Title: Practice of computing
Author: Alexander Arkhipov <aa@manpager.org>
Created: Before 2023-06-24
Modified: 2024-03-23

In this small text I discuss the choice of software, file
hierarchies, and programming style. I find that these two topics are
among the ones where our various educators (themselves influenced by
similar misdesign and misdirection) cripple us the most, perhaps
never even explicitly, or intentionally.


SOFTWARE CHOICE

In the year of 2023 people shouldn't have to use proprietary operating
systems, or any other proprietary software. The few cases where the
use of proprietary software is justified that I can think of are:

- You are trying to reverse-engineer something.
- You are being forced to -- that usually occurs when some "boss-man"
  tries to get everyone to some lowest common denominator. If you are
  reading this, you are probably better than that, and may wish to
  leave this organisation (or whatever it is) soon.
- You are forced to use weird hardware that requires weird software.
  This one really sucks because it often has to do with international
  politics, and lacks a common-sense solution.
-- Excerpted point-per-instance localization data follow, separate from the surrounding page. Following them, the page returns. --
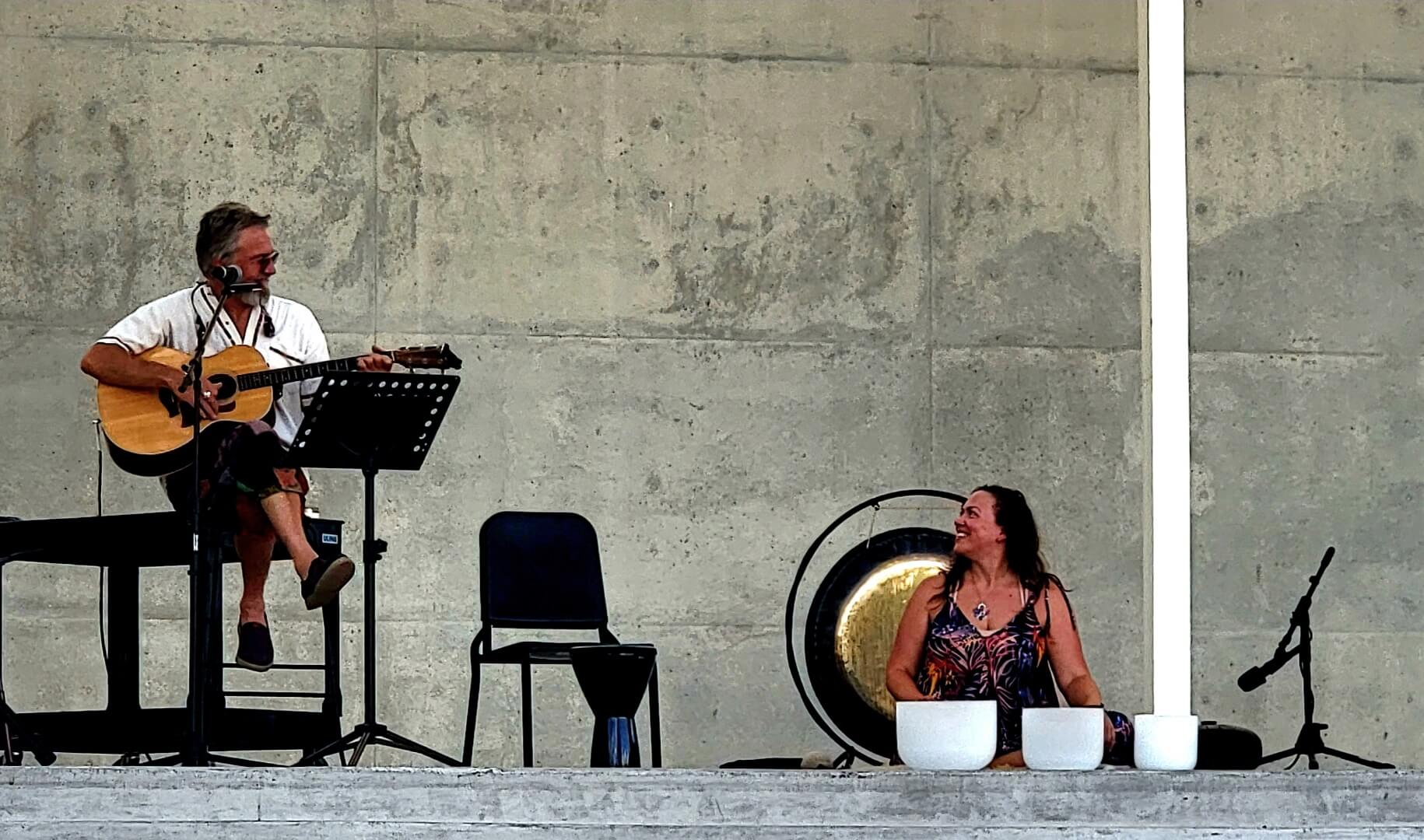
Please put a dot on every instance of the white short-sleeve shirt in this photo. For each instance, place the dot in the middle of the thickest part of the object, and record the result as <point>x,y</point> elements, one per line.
<point>173,322</point>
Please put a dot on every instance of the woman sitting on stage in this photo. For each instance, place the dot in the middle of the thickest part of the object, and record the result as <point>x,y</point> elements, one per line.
<point>997,625</point>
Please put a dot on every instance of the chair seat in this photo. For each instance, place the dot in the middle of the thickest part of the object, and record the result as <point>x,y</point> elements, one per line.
<point>550,653</point>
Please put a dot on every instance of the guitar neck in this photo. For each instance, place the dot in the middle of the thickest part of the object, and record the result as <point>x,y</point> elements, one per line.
<point>276,376</point>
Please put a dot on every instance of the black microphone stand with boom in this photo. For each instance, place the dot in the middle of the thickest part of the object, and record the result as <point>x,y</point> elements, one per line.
<point>202,576</point>
<point>1309,742</point>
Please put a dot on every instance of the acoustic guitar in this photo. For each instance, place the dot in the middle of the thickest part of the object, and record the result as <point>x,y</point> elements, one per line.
<point>150,430</point>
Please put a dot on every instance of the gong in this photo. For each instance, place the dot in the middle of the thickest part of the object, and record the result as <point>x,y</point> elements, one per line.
<point>851,624</point>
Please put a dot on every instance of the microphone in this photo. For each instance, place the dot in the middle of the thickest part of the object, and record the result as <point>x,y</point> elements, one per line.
<point>231,279</point>
<point>1256,677</point>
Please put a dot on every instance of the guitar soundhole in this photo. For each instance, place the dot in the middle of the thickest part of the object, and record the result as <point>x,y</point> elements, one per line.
<point>226,386</point>
<point>177,408</point>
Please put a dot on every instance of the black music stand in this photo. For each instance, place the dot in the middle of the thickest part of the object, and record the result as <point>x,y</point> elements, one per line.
<point>372,422</point>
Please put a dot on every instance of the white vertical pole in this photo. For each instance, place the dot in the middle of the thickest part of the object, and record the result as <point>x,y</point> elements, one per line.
<point>1170,392</point>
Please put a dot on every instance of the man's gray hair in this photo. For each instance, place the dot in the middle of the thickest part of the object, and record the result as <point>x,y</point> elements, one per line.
<point>219,228</point>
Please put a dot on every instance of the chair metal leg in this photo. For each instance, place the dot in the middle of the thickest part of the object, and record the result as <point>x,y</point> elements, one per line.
<point>654,718</point>
<point>468,756</point>
<point>526,691</point>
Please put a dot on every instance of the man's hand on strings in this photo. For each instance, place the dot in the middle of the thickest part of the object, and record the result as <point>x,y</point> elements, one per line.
<point>377,361</point>
<point>207,394</point>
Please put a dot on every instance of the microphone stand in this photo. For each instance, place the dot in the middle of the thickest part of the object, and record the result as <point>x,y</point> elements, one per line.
<point>201,577</point>
<point>1309,742</point>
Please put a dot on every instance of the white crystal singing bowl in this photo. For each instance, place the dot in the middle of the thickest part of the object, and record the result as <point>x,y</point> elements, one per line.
<point>946,735</point>
<point>1063,739</point>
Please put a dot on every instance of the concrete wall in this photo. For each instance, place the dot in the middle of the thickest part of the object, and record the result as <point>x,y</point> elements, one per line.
<point>1307,325</point>
<point>721,271</point>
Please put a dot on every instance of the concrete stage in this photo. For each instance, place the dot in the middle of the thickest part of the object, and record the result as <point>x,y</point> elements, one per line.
<point>418,803</point>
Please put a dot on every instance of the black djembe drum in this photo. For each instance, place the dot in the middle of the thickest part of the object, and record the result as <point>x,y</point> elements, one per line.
<point>614,680</point>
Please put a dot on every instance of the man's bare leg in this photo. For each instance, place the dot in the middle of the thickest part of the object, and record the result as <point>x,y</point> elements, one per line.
<point>284,512</point>
<point>254,543</point>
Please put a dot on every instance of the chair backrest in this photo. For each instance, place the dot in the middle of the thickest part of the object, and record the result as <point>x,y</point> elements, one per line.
<point>540,570</point>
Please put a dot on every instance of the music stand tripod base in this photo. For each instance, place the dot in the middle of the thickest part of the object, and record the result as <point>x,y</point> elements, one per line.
<point>372,422</point>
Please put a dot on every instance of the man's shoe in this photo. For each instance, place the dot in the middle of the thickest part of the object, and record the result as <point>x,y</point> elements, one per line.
<point>254,646</point>
<point>325,579</point>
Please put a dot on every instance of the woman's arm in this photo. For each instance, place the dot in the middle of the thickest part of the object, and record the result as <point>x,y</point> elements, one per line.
<point>909,641</point>
<point>1065,651</point>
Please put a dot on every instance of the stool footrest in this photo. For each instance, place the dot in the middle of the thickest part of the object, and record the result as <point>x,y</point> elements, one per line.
<point>279,667</point>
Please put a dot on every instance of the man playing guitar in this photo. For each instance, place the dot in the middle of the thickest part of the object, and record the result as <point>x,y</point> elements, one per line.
<point>245,478</point>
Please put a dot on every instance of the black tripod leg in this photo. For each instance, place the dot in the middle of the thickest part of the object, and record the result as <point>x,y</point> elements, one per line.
<point>1346,756</point>
<point>360,747</point>
<point>402,742</point>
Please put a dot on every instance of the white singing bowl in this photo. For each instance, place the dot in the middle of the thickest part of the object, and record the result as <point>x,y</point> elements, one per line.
<point>1063,739</point>
<point>946,735</point>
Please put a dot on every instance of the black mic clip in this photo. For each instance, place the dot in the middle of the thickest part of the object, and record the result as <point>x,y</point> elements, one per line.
<point>231,279</point>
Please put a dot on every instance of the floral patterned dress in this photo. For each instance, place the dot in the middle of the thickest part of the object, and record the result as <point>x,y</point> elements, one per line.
<point>1008,665</point>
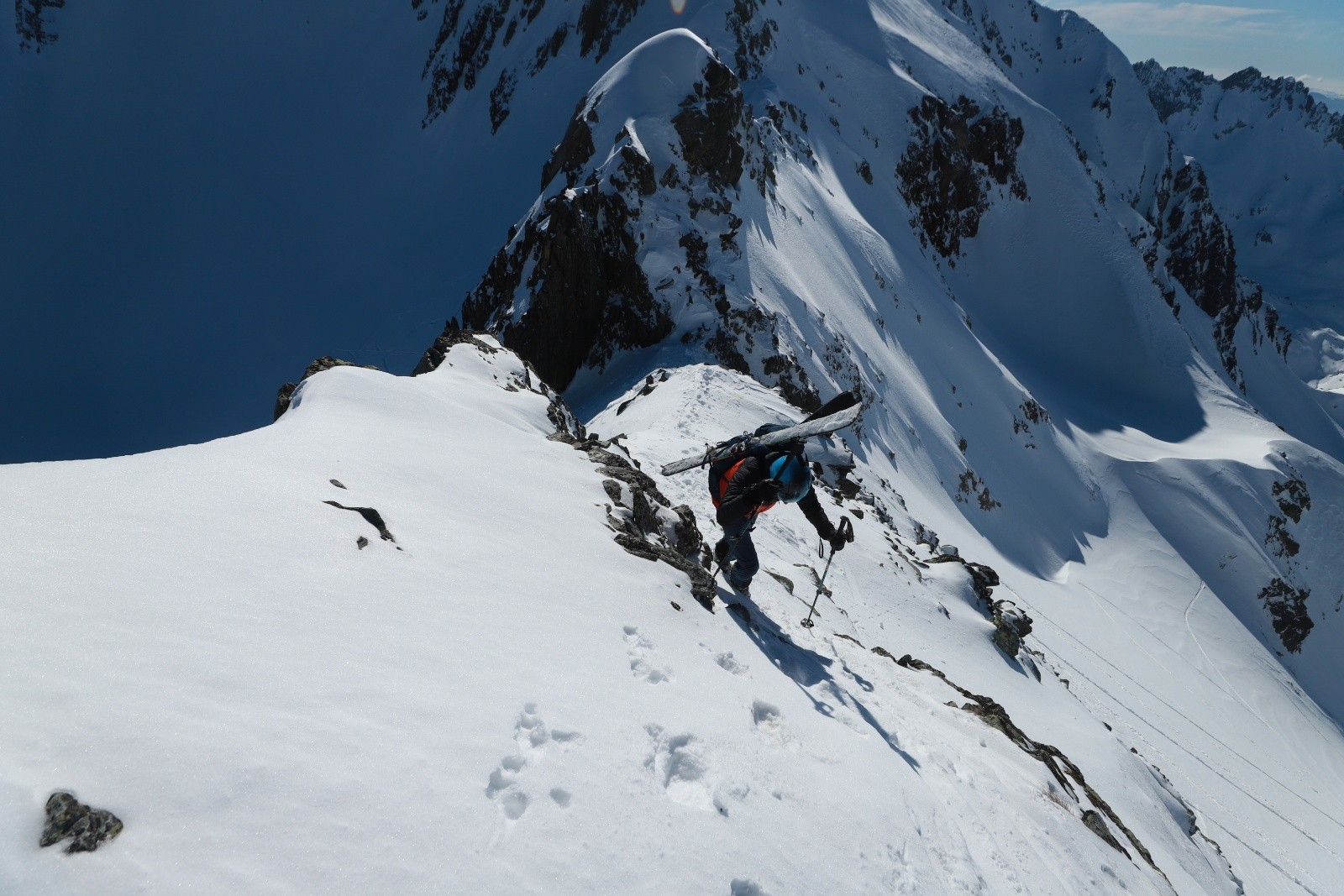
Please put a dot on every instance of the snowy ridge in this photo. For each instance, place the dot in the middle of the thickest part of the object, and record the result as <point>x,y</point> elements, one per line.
<point>286,703</point>
<point>1068,372</point>
<point>445,631</point>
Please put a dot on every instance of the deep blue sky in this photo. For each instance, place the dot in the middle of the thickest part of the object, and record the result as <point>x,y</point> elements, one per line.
<point>198,201</point>
<point>201,197</point>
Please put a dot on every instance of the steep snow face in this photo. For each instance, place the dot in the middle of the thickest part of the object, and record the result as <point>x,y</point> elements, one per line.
<point>879,199</point>
<point>972,212</point>
<point>468,680</point>
<point>1276,164</point>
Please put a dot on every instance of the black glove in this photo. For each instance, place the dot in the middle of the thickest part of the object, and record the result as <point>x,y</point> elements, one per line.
<point>837,537</point>
<point>763,493</point>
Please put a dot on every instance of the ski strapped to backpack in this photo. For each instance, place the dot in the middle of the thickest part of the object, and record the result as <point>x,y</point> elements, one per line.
<point>837,414</point>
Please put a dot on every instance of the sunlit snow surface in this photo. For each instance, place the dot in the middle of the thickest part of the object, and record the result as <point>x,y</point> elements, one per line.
<point>192,640</point>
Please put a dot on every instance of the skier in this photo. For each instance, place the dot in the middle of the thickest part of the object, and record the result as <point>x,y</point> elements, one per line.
<point>743,490</point>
In the latter two situation you can often get somewhat around the
restriction by running the untrusted-proprietary bits in a virtual
machine.

Even if you can't use a VM for everything, there's usually still
nothing stopping you from running mostly-free software on your
hardware. When I first started using free software, I used to play
a lot of computer games, and had to run Micro$oft's office software
(bloody university didn't accept my LaTeX reports!). I kept the
latter mostrosity on a VM, and played to my heart's content using
wine.

Later, I stopped using the office because I graduated, and I stopped
playing games because I found them so terribly boring compared to all
the things that I could do now.


FILE HIERARCHIES

This document focuses on maintaining good file hierarchies under
Unices, and so many consequent presumptions and opinions are taken.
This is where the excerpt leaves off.